Measuring a Country’s Carbon Emissions: A Debate with High Stakes

October 2021 - 11 min read

Why some metrics are more accurate, more equitable, and more efficient than others.

As the effects of climate change become increasingly apparent—from rising sea levels to more frequent and devastating natural disasters, the need for action becomes more urgent by the day. Environmental responsibility has permeated to all sectors of the financial industry. In particular, asset managers have seen increasing interest from clients, regulators and the general public to facilitate this effort by directing financial flows toward entities that make better environmental citizens.

In order to encourage environmentally-friendly investments, we believe there needs to be some type of consensus on the appropriate measure of carbon intensity at both the individual investment and portfolio levels. But as of today, there is no such consensus. This is apparent in emerging markets debt, for instance, where the standards and metrics to track the carbon intensity for sovereign bonds are still being debated.

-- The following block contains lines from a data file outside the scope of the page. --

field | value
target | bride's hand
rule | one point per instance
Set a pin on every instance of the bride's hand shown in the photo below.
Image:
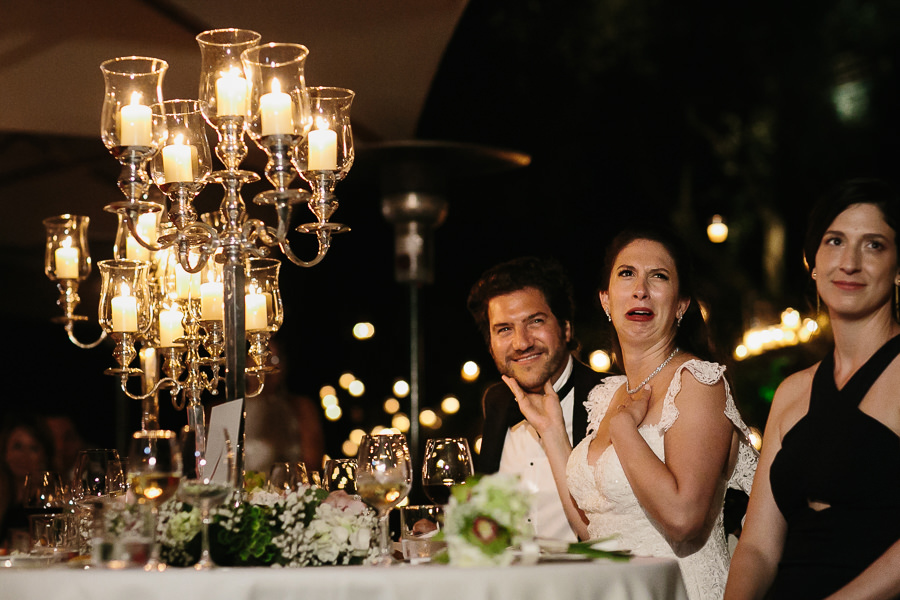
(542, 409)
(634, 407)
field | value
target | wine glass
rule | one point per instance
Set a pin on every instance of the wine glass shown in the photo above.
(98, 475)
(383, 479)
(340, 474)
(213, 483)
(447, 462)
(154, 469)
(44, 502)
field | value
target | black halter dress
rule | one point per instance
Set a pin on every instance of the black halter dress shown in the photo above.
(842, 458)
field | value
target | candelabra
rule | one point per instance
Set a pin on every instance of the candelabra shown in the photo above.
(199, 291)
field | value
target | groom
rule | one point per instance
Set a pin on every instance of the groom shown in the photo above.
(524, 310)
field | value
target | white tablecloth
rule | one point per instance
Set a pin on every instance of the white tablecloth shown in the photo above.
(639, 579)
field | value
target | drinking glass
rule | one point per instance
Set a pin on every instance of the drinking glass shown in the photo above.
(282, 477)
(383, 479)
(213, 483)
(447, 462)
(340, 474)
(44, 504)
(98, 475)
(154, 470)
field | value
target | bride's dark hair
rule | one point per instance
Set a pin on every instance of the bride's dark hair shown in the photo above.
(693, 334)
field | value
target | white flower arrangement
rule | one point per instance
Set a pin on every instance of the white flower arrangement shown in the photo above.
(485, 519)
(305, 527)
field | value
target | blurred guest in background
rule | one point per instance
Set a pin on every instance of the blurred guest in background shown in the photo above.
(524, 310)
(824, 515)
(282, 426)
(26, 445)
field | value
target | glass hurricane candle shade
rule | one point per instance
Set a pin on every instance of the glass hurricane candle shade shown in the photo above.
(129, 119)
(224, 89)
(66, 254)
(185, 160)
(263, 310)
(328, 146)
(124, 296)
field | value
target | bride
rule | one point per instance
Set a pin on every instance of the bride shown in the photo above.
(665, 439)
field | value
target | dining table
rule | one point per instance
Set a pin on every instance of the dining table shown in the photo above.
(639, 578)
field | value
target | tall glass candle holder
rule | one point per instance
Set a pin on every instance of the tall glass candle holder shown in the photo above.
(184, 163)
(279, 109)
(131, 121)
(224, 89)
(325, 156)
(124, 310)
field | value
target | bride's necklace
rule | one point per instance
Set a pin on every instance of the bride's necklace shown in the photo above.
(651, 375)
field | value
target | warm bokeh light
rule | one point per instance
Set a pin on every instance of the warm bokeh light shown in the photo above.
(427, 417)
(401, 388)
(363, 331)
(599, 361)
(717, 230)
(400, 422)
(346, 379)
(349, 448)
(450, 405)
(756, 438)
(470, 371)
(333, 413)
(356, 388)
(356, 436)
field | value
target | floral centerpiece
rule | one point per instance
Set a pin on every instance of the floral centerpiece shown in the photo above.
(305, 527)
(485, 519)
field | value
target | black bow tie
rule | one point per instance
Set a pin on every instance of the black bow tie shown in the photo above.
(514, 415)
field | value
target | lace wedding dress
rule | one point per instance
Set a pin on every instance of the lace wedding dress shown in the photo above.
(602, 491)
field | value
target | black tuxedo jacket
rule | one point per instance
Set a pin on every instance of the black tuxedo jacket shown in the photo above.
(502, 412)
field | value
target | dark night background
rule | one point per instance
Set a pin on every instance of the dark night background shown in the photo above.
(627, 109)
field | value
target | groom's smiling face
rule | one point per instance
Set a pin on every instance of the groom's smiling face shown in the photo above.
(528, 342)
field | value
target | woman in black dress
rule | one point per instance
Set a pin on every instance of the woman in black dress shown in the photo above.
(824, 515)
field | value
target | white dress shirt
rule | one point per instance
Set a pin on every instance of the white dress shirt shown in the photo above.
(524, 456)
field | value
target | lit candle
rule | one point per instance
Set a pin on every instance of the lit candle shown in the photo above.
(231, 95)
(135, 123)
(275, 111)
(322, 150)
(124, 311)
(178, 161)
(212, 304)
(66, 260)
(255, 312)
(170, 328)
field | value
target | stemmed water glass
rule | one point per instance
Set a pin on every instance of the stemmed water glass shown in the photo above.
(340, 474)
(383, 479)
(213, 483)
(154, 470)
(44, 501)
(447, 462)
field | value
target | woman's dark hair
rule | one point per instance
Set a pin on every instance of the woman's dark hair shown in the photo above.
(847, 193)
(545, 275)
(692, 334)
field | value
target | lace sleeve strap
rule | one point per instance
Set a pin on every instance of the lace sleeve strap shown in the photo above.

It is, however, possible to track this data for sovereign debt at both the asset and portfolio levels. Indeed, governments are able to control not only the emissions by the public sector but also influence those of the private sector, including firms and households. In our opinion, the unit of reference should therefore be the country as a whole, but much debate remains around the appropriate way to measure and track carbon intensity. Specifically, should the unit of intensity be per GDP? Or per capita? A lack of consensus today on this matter is resulting in confusing comparisons from country to country—and odd incentive structures for the countries tackling climate changes.

These are not just theoretical debates or topics for the experts. Asset owners and regulators are increasingly imposing specific metrics and limits of portfolio carbon intensity on asset managers, who are then investing money in different countries subject to those limits and constraints. The choice of the most appropriate metric to follow will have significant implications on which countries ultimately receive financial inflows to help tackle climate change—and which do not.

We believe measuring carbon intensity using consumption-based accounting, on a per capita basis, is more intuitive, fairer and more in line with international agreements than other carbon intensity measurements. Here is why.
 

Who should pay the price: carbon producers or carbon consumers?

There are two ways to measure carbon emissions for a country: production-based accounting, which aggregates all greenhouse gas (GHG) emissions of goods and services produced domestically in a country (including those which are subsequently exported), and consumption-based accounting, which looks at domestically produced carbon emissions in combination with the net imports of carbon emissions of goods and services. For instance, a country that produces 100 units of CO2 emissions but only consumes 70 locally will have 100 units of emissions in production-based accounting, but only 70 (plus other potential net imports) under consumption-based accounting.